As far as that sort of fee is concerned you are asolutely correct that it does depend on individual cases and to a great extent on what the lease says. Since charges and administration fees in respect of unpaid service charges are normally referred to solicitors who obtain a Judgment it is the Court who decides what is reasonable and what is not and once Judgment has been obtained the managing agents then go to mortgagees who will usually advance the funds if the lessee is not in arrear or negative equity. If either of this situations exist then mortgagees sometimes repossess.

As far as issues outside of day to day management if fees are notified and agreed on, at the outset of management, such as fees for dealing with Section 20 processes, charges for attending additional meetings throughout a year, dealing with issues such as nuisance and many other things then they are part of the management contract and therefore not usually a problem.

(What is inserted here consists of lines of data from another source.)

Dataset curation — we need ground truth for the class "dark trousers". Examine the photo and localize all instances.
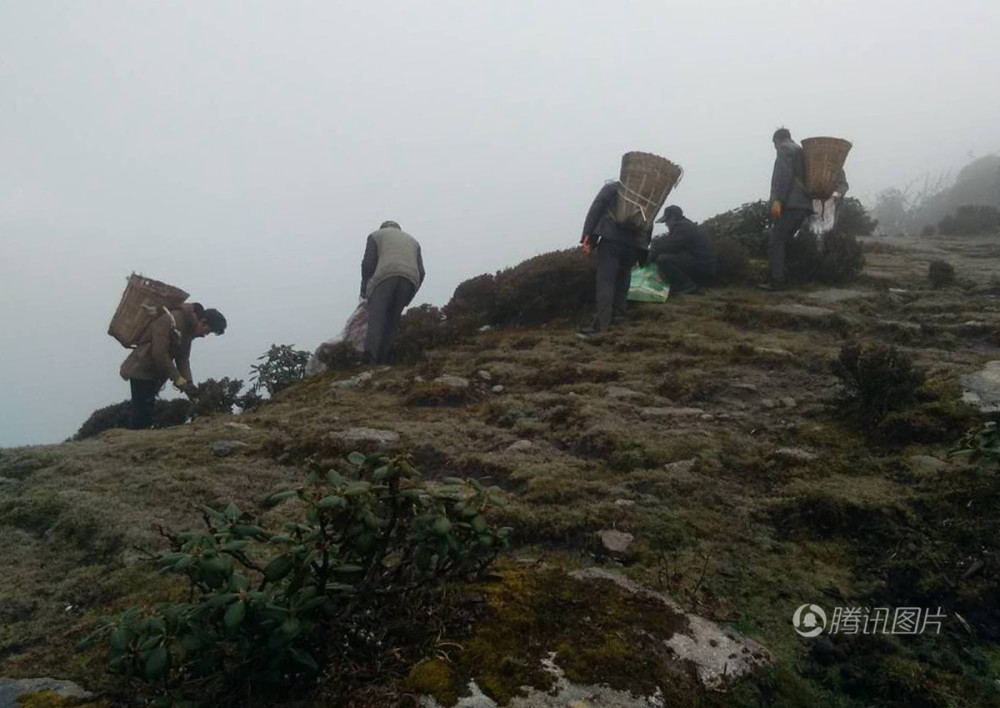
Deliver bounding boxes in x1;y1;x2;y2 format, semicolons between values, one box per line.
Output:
656;253;715;292
365;276;417;364
767;209;812;286
128;379;160;430
593;240;642;329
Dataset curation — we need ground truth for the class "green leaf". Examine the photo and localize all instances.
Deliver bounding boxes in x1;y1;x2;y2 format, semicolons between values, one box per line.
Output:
288;647;319;672
263;489;299;507
108;626;129;651
264;556;292;583
316;494;347;509
146;646;170;681
222;600;247;629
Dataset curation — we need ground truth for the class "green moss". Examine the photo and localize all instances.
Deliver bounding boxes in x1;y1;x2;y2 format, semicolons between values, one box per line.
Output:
402;659;458;706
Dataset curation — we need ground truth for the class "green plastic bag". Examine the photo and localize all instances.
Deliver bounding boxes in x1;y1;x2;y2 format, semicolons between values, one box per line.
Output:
627;263;670;302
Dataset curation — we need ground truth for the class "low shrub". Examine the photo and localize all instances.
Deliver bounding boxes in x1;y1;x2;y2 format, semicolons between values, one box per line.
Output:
833;343;924;435
938;205;1000;236
927;261;955;290
71;377;252;440
444;248;596;328
82;453;509;706
250;344;310;396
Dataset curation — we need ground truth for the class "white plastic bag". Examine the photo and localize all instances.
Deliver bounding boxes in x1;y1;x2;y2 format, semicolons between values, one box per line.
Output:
306;298;368;376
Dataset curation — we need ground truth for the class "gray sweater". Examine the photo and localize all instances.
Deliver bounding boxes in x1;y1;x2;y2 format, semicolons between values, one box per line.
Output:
361;227;425;297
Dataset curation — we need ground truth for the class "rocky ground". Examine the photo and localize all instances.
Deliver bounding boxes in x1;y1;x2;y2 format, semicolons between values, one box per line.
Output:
0;237;1000;707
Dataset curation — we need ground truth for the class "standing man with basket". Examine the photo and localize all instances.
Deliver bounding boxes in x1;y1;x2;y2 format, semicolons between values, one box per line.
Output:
580;181;658;335
119;302;226;430
361;221;425;364
761;128;813;290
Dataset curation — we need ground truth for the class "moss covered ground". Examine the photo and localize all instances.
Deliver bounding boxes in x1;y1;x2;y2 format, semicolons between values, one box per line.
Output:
0;231;1000;708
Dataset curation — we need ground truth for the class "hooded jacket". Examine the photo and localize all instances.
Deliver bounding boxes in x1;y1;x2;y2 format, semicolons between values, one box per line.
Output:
583;182;652;251
770;138;812;212
361;226;426;297
118;305;198;386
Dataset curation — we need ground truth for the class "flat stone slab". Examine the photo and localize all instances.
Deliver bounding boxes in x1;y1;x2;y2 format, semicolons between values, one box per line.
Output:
959;361;1000;413
208;440;247;457
806;288;875;305
767;304;837;320
774;447;819;462
0;678;93;708
639;408;705;418
597;529;635;555
327;428;399;450
570;568;773;689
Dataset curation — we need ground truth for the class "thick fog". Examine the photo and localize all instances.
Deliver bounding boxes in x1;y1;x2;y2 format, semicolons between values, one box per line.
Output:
0;0;1000;446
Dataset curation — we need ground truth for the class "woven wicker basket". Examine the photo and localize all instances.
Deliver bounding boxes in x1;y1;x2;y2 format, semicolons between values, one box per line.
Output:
802;138;851;200
108;273;188;348
611;152;684;229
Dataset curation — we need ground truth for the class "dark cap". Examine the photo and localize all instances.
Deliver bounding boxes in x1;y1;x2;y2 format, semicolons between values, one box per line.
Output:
656;204;684;224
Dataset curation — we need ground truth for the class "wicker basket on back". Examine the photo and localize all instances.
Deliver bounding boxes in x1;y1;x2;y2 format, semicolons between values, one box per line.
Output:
802;138;851;201
108;273;188;348
611;152;684;229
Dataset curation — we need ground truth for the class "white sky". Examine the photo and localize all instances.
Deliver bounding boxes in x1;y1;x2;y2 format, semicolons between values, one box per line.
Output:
0;0;1000;446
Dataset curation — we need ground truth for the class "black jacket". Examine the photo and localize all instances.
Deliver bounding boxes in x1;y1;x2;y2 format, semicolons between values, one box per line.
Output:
583;182;652;251
649;219;715;270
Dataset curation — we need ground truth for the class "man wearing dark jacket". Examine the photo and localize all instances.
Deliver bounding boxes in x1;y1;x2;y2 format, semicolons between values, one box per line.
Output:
762;128;813;290
118;302;226;430
580;182;652;334
649;205;715;295
361;221;424;364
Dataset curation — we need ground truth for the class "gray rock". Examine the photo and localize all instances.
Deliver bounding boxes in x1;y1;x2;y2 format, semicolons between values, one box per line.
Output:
806;288;875;305
909;455;948;474
434;374;469;391
773;447;819;462
663;457;698;475
504;440;538;453
330;371;375;389
768;304;837;320
208;440;247;457
570;568;773;689
639;408;705;418
0;678;94;708
743;347;795;360
597;529;635;556
960;361;1000;413
327;428;399;450
606;386;645;398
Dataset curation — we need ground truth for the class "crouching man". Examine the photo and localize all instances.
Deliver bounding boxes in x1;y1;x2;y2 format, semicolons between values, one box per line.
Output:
649;205;715;295
119;302;226;430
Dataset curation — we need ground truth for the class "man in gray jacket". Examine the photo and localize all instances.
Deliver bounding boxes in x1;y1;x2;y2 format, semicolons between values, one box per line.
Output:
761;128;813;290
580;181;653;335
361;221;424;364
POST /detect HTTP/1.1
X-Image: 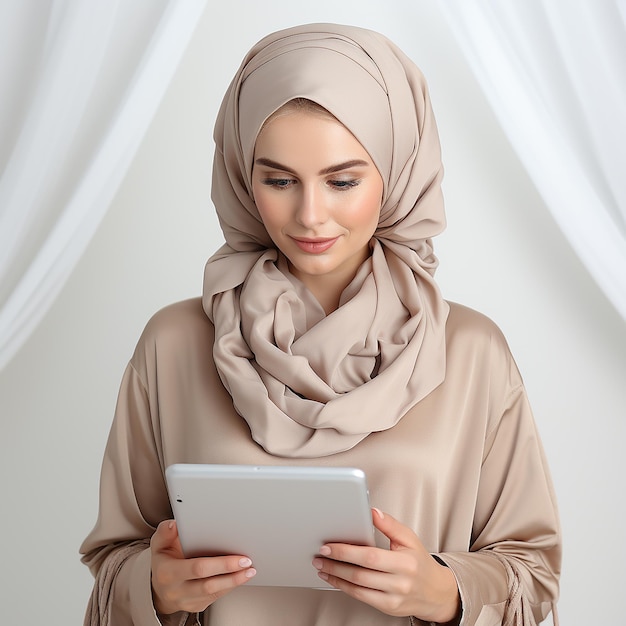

I hope this explanation is helpful for everyone. Enjoy the rest of your holiday.

by Reece 1

20:41 PM, 17th June 2014, About 8 years ago

Just had a letter from simarc demanding £120 plus a reasonable fee because of under letting my flat.
Not sure if I should pay, or is this a money making exercise by simarc?
They have also asked for the agreement with my letting agent and the tenants details can I pass this on?

by Ian Simpson

21:23 PM, 17th June 2014, About 8 years ago

Reply to the comment left by "Reece 1" at "17/06/2014 - 20:41":

I get these every year from SIMARC , who are really one and the same as GR Portfolios Ltd - an owner of thousands of freeholds up and down the UK ... Most people pay this fee and forget it. I do not. I consulted my solicitor two years ago about this very issue, and his advice was that a fee of £30 inc VAT would be more than sufficient for the "admin" involved - some photocopying, and entry of a name on to a spreadsheet - a job of three or four minutes. I have since then pointed this out to Simarc each year (stabndard letter , just change the date), sent a cheque for £30, and they banked it and didnt quibble, so they obviously realise this advice is sound!!

by Rob

10:08 AM, 18th June 2014, About 8 years ago

I get those as well from simarc, I've just offered them £50. Make sure they don't charge you every 12 months, they can only charge you when you change tenants not every 12 months

by Mark Alexander

10:23 AM, 18th June 2014, About 8 years ago

Reply to the comment left by "Rob " at "18/06/2014 - 10:08":

A very useful thread regarding this issue can be found here >>> http://www.property118.com/freehold-managers-unreasonable-fees-for-subletting-consent/61072/

It started with a Readers Question and you will see that I have responded with details of case law and a template letter to send to the management company "trying it on".

Hope this is useful.

by Rob

11:41 AM, 18th June 2014, About 8 years ago

Thanks mark, although if it states Im my leases that the fee payable can be no less than £50 plus vat then I'm guessing my offer would have to be at least this?